# Data Preprocessing - Sentiment Analysis - Big Richard Club

### Imports

In [None]:
import pandas as pd
import numpy as np
import re 
import nltk 
from nltk.corpus import stopwords
from sklearn.pipeline import Pipeline
from sklearn.feature_extraction.text import CountVectorizer, TfidfVectorizer
from sklearn.linear_model import LogisticRegression
from sklearn.model_selection import train_test_split, cross_val_score, KFold
from tensorflow.keras.preprocessing.text import Tokenizer
from tensorflow.keras.preprocessing.sequence import pad_sequences
import tensorflow as tf
import collections

from io import StringIO
from sklearn.feature_extraction.text import TfidfVectorizer
from sklearn.feature_selection import chi2
from IPython.display import display
from sklearn.model_selection import train_test_split
from sklearn.feature_extraction.text import TfidfTransformer
from sklearn.naive_bayes import MultinomialNB
from sklearn.linear_model import LogisticRegression
from sklearn.ensemble import RandomForestClassifier
from sklearn.svm import LinearSVC
from sklearn.model_selection import cross_val_score
from sklearn.metrics import confusion_matrix
from sklearn import metrics

from sklearn.decomposition import PCA, TruncatedSVD
from sklearn.metrics import classification_report,confusion_matrix
import matplotlib.pyplot as plt
import seaborn as sns
import matplotlib.patches as mpatches

plt.style.use('ggplot')
%matplotlib inline
pd.options.mode.chained_assignment = None  # default='warn'

## I. Import Data

In [None]:
df_train = pd.read_csv('data/Corona_NLP_train.csv' , encoding = 'latin_1')
df_val = pd.read_csv('data/Corona_NLP_test.csv' , encoding = 'latin_1')

In [None]:
df_train.head()

In [None]:
df_val.head()

In [None]:
training = df_train[['OriginalTweet', 'Sentiment']]
validation = df_val[['OriginalTweet', 'Sentiment']]
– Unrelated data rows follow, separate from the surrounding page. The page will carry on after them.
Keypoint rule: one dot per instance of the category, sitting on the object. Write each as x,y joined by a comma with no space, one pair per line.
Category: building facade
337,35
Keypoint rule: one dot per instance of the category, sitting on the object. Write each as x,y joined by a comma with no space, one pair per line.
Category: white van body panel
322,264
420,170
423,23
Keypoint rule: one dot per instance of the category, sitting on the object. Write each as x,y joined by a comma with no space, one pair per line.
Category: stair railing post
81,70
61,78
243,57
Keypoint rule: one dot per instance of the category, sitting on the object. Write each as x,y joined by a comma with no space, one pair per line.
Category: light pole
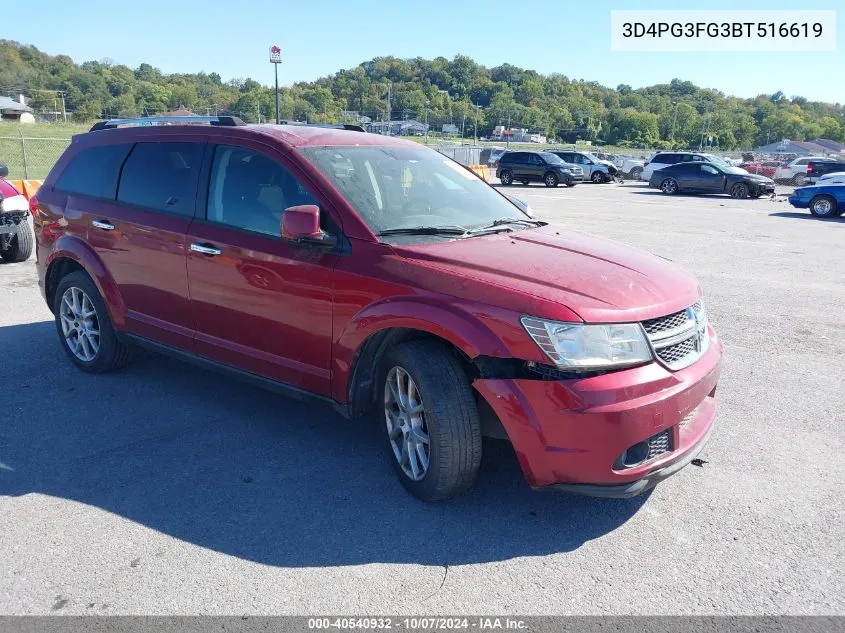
276,59
674,118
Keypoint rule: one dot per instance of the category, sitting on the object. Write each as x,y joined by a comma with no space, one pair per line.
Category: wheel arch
372,332
69,254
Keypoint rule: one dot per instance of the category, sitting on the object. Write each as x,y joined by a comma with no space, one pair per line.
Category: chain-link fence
30,158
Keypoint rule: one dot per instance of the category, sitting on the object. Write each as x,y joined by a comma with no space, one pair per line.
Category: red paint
299,313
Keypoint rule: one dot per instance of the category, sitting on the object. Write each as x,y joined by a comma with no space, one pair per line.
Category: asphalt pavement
166,489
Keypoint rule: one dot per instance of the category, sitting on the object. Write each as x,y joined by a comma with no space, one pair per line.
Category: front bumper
570,434
798,203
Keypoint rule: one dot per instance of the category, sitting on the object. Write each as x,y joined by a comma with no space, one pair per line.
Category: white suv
795,172
659,160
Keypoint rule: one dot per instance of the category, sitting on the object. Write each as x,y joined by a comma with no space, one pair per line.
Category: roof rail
166,120
333,126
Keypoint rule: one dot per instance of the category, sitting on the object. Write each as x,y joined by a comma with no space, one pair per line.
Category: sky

#### Checking for Missing Values 

In [None]:
training.isnull().sum()

In [None]:
validation.isnull().sum()

## II. Descriptive Statistics

In [None]:
sns.catplot(x = 'Sentiment', kind = 'count', data = training, height = 5, aspect = 2)

In [None]:
sns.catplot(x = 'Sentiment', kind = 'count', data = validation, height = 5, aspect = 2)

## III. Cleaning the Comments

In [None]:
training.rename({"OriginalTweet": "text", "Sentiment": "label"}, axis="columns", inplace=True)
validation.rename({"OriginalTweet": "text", "Sentiment": "label"}, axis="columns", inplace=True)

#### From 5 classes to 3

In [None]:
# Data has 5 classes, let's convert them to 3

def classes_def(x):
    '''
    Makes the label variable have 3 classes instead of 5
    '''
    
    if x ==  "Extremely Positive":
        return "2"
    elif x == "Extremely Negative":
        return "0"
    elif x == "Negative":
        return "0"
    elif x ==  "Positive":
        return "2"
    else:
        return "1"

training['label'] = training['label'].apply(lambda x:classes_def(x))
validation['label'] = validation['label'].apply(lambda x:classes_def(x))

training.label.value_counts(normalize= True)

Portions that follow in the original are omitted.